Well, that’s clear then that most of the heat from steam would come from the heat of vaporization . I guess my attacks on heat of vaporization were really kinda irrelevant to what you were saying.

And I would agree with that. It goes along with what I said about circumstance, rather than heat of vaporization.

Well, no. You can’t discuss temperature and vaporization and then turn around and tie that to the nature of individual molecules. That crosses the line from thermodynamics to quantum mechanics. Concepts like vaporization and temperature are meaningless outside of the context of large agregates.

Let’s put it this way. When your thermometer reaches 100C, an equilibrium between vaporization and condensation will be reached resulting no net increase in condensation. That is what I meant by “no longer causes condensation”.

Well done UD, I see no error in your logic, reasoning, and most importantly facts. One can pretend that a couple of molecules over a hot nucleation site at the bottom of a pan (contradicting the fact you expressed saying temperature is a non-issue when dealing at a molecular level), but it doesn’t relate to the question at hand. The very hot steam at those points will transfer all the excess heat into the water as it rises to the surface. So even if you could measure heat at a molecular level, it wouldn’t propose a possible situation where 300F steam at the surface of the pot can exist.

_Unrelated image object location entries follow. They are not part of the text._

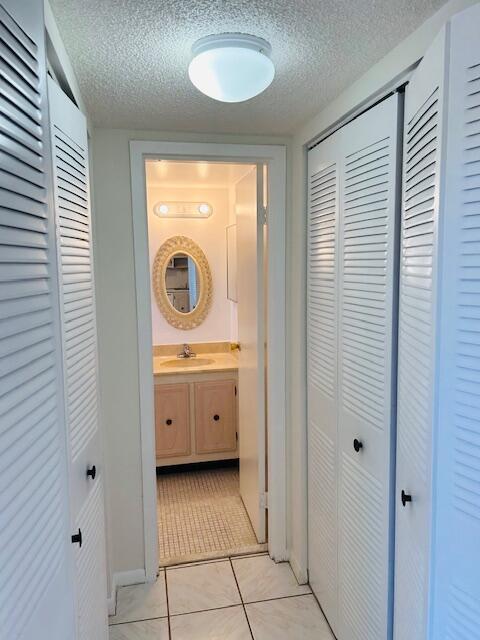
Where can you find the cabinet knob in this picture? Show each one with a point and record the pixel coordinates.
(77, 538)
(357, 445)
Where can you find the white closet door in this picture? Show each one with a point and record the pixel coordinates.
(36, 599)
(367, 285)
(322, 318)
(456, 589)
(79, 340)
(417, 341)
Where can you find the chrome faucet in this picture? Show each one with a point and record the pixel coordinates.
(187, 352)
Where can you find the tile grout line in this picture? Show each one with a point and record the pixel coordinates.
(228, 606)
(168, 606)
(241, 598)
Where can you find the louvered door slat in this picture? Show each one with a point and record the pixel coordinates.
(79, 339)
(322, 374)
(366, 370)
(351, 301)
(456, 510)
(36, 598)
(422, 158)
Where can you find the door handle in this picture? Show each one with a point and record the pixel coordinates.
(357, 445)
(77, 538)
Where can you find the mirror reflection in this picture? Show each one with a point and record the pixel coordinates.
(182, 282)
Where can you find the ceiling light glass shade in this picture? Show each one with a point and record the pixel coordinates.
(231, 67)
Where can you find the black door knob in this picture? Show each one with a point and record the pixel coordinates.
(357, 445)
(77, 538)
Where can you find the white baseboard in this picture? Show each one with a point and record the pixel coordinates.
(123, 579)
(301, 573)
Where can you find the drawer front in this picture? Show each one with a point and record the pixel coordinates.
(172, 420)
(215, 416)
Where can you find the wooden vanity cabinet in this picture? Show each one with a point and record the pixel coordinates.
(215, 416)
(196, 418)
(172, 420)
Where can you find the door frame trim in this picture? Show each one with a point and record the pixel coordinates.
(275, 158)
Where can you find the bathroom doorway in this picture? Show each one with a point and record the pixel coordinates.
(207, 242)
(204, 236)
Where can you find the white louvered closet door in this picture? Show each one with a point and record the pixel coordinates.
(456, 599)
(79, 342)
(352, 291)
(322, 299)
(417, 341)
(36, 598)
(367, 285)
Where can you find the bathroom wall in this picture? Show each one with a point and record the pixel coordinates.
(210, 235)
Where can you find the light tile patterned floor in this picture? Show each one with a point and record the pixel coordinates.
(246, 598)
(201, 516)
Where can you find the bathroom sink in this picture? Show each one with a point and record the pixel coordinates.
(187, 362)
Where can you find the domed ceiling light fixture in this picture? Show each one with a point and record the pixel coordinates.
(231, 67)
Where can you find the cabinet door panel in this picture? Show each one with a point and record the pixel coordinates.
(215, 416)
(172, 423)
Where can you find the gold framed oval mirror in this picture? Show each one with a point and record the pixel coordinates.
(182, 282)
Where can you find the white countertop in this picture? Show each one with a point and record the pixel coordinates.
(203, 363)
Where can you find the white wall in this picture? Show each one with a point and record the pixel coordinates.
(117, 328)
(395, 64)
(210, 235)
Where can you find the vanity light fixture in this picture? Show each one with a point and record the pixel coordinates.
(183, 209)
(231, 67)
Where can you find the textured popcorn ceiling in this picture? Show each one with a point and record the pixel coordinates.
(131, 56)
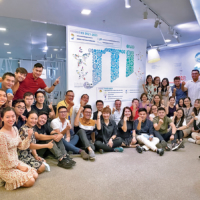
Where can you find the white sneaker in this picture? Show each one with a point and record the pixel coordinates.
(2, 183)
(191, 140)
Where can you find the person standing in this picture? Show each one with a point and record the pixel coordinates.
(192, 86)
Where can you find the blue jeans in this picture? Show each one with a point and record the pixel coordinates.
(70, 146)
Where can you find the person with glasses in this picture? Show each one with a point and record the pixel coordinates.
(188, 109)
(61, 125)
(68, 103)
(19, 107)
(85, 128)
(41, 106)
(192, 86)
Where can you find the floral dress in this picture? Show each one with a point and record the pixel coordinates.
(13, 177)
(151, 91)
(25, 155)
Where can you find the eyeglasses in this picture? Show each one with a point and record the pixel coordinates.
(21, 108)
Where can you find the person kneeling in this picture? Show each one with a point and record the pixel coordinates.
(161, 124)
(144, 131)
(107, 139)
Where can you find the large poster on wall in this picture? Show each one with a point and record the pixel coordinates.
(105, 66)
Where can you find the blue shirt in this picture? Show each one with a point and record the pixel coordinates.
(8, 90)
(179, 93)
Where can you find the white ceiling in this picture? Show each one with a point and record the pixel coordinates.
(118, 19)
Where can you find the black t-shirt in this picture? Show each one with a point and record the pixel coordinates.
(107, 132)
(128, 133)
(45, 129)
(45, 109)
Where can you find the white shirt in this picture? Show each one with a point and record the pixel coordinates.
(116, 116)
(193, 90)
(57, 124)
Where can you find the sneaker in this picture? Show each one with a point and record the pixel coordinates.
(70, 160)
(84, 155)
(91, 155)
(2, 182)
(191, 140)
(118, 149)
(165, 146)
(101, 151)
(175, 146)
(160, 152)
(64, 163)
(139, 149)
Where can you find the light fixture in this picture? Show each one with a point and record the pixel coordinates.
(167, 40)
(145, 14)
(85, 12)
(127, 3)
(157, 22)
(2, 29)
(153, 56)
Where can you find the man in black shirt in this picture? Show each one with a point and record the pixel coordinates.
(45, 133)
(19, 107)
(40, 106)
(145, 133)
(99, 105)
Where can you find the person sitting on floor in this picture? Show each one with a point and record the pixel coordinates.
(107, 139)
(44, 135)
(126, 128)
(14, 172)
(85, 128)
(30, 156)
(62, 126)
(145, 134)
(161, 124)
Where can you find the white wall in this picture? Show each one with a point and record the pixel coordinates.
(175, 62)
(133, 81)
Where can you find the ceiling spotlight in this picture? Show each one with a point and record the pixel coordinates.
(167, 40)
(85, 12)
(157, 21)
(2, 29)
(127, 3)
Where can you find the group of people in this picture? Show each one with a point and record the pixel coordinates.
(31, 129)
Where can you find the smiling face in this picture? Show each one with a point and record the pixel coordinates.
(32, 120)
(8, 82)
(42, 120)
(3, 98)
(19, 76)
(9, 118)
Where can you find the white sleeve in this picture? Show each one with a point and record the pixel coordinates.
(54, 124)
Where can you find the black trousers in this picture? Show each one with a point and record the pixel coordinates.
(117, 142)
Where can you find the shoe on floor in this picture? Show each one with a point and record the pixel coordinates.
(118, 149)
(139, 149)
(84, 155)
(91, 155)
(191, 140)
(175, 146)
(64, 163)
(101, 151)
(160, 151)
(165, 146)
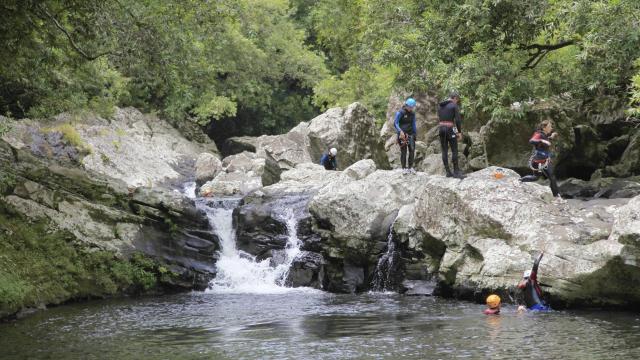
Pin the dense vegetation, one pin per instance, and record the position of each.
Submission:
(264, 65)
(39, 266)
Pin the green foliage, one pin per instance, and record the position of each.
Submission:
(634, 102)
(371, 87)
(39, 265)
(189, 60)
(494, 53)
(70, 134)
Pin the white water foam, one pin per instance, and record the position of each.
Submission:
(189, 189)
(240, 272)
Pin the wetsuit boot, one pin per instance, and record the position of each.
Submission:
(456, 171)
(448, 171)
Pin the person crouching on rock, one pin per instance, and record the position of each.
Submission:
(405, 124)
(493, 305)
(540, 161)
(328, 159)
(532, 292)
(450, 131)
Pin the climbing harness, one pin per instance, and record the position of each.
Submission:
(538, 164)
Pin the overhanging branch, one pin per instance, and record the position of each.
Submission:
(75, 46)
(538, 51)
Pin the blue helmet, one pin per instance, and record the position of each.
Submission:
(411, 102)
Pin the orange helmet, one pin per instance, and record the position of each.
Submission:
(493, 301)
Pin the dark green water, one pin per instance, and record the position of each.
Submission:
(313, 325)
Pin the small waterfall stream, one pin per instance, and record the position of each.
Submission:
(388, 267)
(241, 272)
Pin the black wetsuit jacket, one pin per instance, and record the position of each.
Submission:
(449, 111)
(542, 150)
(406, 121)
(532, 291)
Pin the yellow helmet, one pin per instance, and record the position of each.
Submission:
(493, 301)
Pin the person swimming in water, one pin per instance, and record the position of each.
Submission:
(493, 305)
(532, 292)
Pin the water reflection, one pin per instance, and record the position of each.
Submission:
(313, 326)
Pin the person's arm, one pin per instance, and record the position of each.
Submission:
(534, 270)
(457, 118)
(537, 138)
(413, 124)
(396, 122)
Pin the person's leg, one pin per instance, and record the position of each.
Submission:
(403, 154)
(453, 140)
(444, 147)
(529, 178)
(548, 172)
(412, 150)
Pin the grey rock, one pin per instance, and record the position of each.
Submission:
(207, 167)
(306, 270)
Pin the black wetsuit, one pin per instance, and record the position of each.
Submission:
(329, 162)
(405, 121)
(450, 119)
(541, 156)
(532, 291)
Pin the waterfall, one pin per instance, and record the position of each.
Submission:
(387, 268)
(238, 271)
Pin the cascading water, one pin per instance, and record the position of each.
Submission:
(238, 271)
(388, 267)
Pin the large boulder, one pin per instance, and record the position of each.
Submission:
(610, 188)
(139, 149)
(358, 213)
(360, 169)
(498, 228)
(287, 150)
(106, 214)
(352, 131)
(629, 163)
(242, 173)
(207, 167)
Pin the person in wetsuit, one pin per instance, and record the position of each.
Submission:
(405, 124)
(450, 131)
(532, 292)
(493, 305)
(541, 160)
(328, 159)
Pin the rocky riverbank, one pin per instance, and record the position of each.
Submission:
(84, 213)
(458, 238)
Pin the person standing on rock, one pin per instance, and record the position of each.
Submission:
(450, 131)
(328, 159)
(532, 292)
(540, 161)
(405, 124)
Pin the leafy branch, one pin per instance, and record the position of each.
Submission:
(75, 46)
(537, 52)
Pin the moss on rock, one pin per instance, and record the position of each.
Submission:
(40, 265)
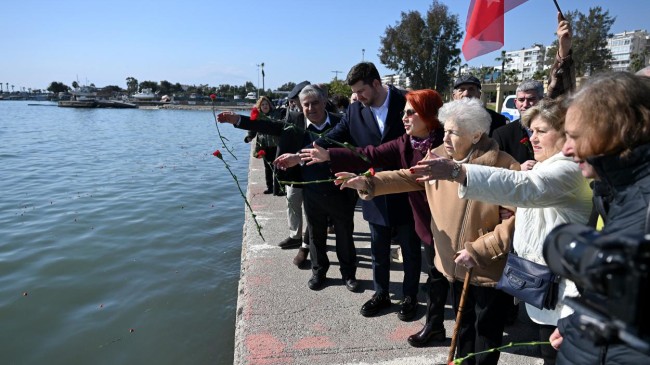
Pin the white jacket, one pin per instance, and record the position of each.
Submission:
(553, 192)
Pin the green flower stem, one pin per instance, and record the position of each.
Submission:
(241, 192)
(511, 344)
(222, 138)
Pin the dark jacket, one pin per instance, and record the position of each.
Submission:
(629, 194)
(293, 140)
(498, 120)
(510, 137)
(359, 128)
(397, 151)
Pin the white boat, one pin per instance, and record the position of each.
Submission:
(144, 94)
(83, 93)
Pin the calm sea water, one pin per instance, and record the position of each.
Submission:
(120, 236)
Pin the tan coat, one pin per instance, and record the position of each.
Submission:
(459, 223)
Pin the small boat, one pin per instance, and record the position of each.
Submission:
(144, 94)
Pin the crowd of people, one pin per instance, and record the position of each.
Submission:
(468, 187)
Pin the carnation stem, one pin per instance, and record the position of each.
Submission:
(511, 344)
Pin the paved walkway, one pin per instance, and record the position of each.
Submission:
(281, 321)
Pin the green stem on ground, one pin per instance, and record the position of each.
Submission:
(511, 344)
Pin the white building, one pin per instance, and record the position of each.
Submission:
(624, 45)
(400, 81)
(526, 61)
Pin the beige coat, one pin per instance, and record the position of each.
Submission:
(459, 223)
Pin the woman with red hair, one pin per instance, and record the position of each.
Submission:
(423, 133)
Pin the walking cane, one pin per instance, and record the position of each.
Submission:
(459, 316)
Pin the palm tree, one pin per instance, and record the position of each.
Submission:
(503, 59)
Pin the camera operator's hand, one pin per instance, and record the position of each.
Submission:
(556, 339)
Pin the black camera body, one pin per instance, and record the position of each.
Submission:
(613, 273)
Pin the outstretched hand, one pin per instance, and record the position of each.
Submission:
(227, 117)
(349, 180)
(314, 155)
(286, 161)
(563, 35)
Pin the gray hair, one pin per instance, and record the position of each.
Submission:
(468, 113)
(313, 90)
(532, 85)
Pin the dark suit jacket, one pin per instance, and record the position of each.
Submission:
(359, 128)
(509, 139)
(292, 140)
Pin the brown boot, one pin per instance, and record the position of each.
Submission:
(301, 257)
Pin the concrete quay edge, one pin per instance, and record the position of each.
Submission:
(279, 320)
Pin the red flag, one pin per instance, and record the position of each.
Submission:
(484, 26)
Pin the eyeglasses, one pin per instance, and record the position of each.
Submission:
(531, 99)
(409, 113)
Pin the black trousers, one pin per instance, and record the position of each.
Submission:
(482, 322)
(438, 289)
(339, 206)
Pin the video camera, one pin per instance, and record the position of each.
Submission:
(612, 271)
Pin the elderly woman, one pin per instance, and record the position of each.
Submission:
(423, 132)
(267, 143)
(467, 234)
(552, 193)
(608, 128)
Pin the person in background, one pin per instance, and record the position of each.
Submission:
(608, 126)
(468, 86)
(466, 235)
(268, 144)
(551, 193)
(320, 199)
(514, 138)
(372, 120)
(423, 132)
(341, 102)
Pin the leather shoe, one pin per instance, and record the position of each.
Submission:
(351, 283)
(316, 282)
(301, 257)
(407, 309)
(375, 304)
(426, 335)
(289, 243)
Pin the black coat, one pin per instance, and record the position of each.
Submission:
(359, 128)
(629, 195)
(509, 138)
(292, 140)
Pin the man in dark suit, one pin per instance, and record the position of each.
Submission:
(373, 120)
(468, 86)
(514, 138)
(320, 199)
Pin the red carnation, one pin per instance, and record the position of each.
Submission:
(370, 172)
(254, 113)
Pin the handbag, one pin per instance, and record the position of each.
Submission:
(529, 282)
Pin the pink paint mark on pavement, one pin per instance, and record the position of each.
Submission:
(314, 342)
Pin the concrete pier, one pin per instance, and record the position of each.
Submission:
(281, 321)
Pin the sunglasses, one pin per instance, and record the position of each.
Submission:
(409, 113)
(530, 100)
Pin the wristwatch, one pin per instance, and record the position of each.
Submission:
(455, 171)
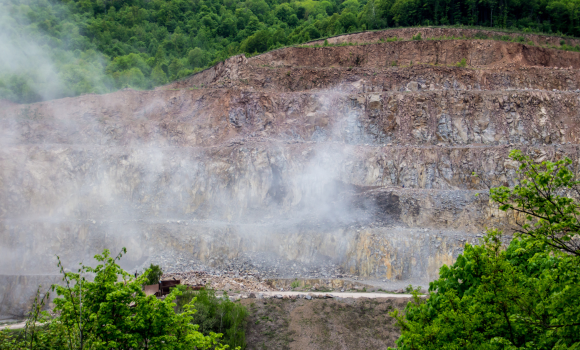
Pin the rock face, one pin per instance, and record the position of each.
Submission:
(355, 157)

Sorry to change the subject again, but I had to put my 2 cents worth in on the subject of flame:

When you see a red, orange, yellow, or white flame, what you’re seeing is soot particles boiling off the flame source, being briefly incandescent before being oxidized. A flame with complete combustion produces only that blue glow like you get in gas stoves. An ordinary flame like a candle flame is actually inefficient; it has to “smolder” enough for you to see a luminescent flame.

You can prove this, if you want to spend a few bucks: go out and buy a gas mantle, the kind that go in camping lanterns. Follow the directions on the box for priming it. Then presuming you have a gas stove, light the burner and put the gas mantle on it.

You will get a blindingly bright light as the heat of the flame makes the mantle incandescent. The mantle will probably quickly burn out, since they weren’t intended to take that much punishment, but it demonstates the principle.

Ya know, Mr Thin Line, now that I look back at your previous post, I see that you were already talking about the equilibrium of water and vapor. Geez. Why didn’t I see that? I guess I was just rushing to the issue of heat transfer. So it looks like although I reacted to much of what you said, there really isn’t anything that I should have been disagreeing with.

How to enjoy steam up to 212 deg F in the sauna: http://www.sauna.fi/pages/recomm.htm

I seem to remember sauna thermometers going to 120 deg C, but most people leave the room at 90 deg C. The steam is generated by hot rocks, so not much to do with the boliling kettle problem.

Have you guys applied the ideal gas law (PxV=nRT) to figure out what pressure is needed for 300F? You deal with deg Kelvin!